Conformal Mapping #5

Question

I am studying for my final exam and am really struggling on this question #5. I have attached both the question and the answer listed in the book. I am really trying to get the ideas down so that I do well on the final.

My attempt (Finding a conformal map of the part of the upper half-plane outside a circle of radius r onto the entire upper half plane):

I want to use a known conformal map to map the domain to the first quadrant. I then want to use w=z^2 to map to the first quadrant to entire half plane. Finally I want to use a linear fractional transformation that maps the upper half-plane to itself. The only thing is I don't know how to map the domain to the first quadrant and what the linear fractional transformation should be, but this is my general idea that I am thinking.
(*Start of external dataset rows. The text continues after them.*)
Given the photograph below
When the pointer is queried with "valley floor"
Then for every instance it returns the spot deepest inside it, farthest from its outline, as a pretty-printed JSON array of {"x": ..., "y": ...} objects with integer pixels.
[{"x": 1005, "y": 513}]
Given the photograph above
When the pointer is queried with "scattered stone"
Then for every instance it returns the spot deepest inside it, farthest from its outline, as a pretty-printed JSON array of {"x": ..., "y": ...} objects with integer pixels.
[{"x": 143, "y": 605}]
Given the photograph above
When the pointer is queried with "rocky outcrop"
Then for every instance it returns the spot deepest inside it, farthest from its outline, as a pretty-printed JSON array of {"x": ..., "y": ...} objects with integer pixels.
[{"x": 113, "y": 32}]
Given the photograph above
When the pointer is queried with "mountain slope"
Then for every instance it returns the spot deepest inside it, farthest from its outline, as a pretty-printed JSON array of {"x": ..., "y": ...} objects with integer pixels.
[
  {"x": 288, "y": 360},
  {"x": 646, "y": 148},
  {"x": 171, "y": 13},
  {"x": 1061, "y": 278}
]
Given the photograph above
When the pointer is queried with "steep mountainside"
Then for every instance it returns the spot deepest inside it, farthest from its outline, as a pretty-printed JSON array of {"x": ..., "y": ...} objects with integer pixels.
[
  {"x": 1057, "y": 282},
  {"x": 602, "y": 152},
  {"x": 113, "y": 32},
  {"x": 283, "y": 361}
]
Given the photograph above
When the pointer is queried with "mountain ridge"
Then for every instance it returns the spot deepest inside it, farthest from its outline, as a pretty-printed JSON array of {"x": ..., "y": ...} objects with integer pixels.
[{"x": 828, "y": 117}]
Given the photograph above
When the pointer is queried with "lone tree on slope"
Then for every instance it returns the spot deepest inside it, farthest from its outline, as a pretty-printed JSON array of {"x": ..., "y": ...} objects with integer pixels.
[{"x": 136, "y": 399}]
Any help, suggestions, tips would be much welcomed, as I am struggling with these concepts.

Answer 1

I think you and @JamesS.Cook have some good ideas. Here's what I would do: i) $z\to z/R$ normalizes the situation. ii) the map $z\to 1/z$ then takes the exterior of the upper unit half disc to the lower unit half disc. iii) follow that with the map $z\to -z.$ Now we're in the upper unit half disc.

Now, my favorite go-to map from the full open unit disc to the right half plane is

$$z\to \frac{1+z}{1-z}.$$

This map will take the upper unit half disc to the first quadrant as you wanted. Now apply $z\to z^2$ to arrive at the final map.

Putting that together gives the map

$$f(z) = \left (\frac{z-R}{z+R}\right)^2.$$

Now that doesn't look like your map, but there are a lot of bilholomorphic self maps of the upper half plane, for example $-1/z, az$ for $a>0$ and $z+b$ for $b\in \mathbb R$ and compositions of such. So one of those composed with $f$ should give your map.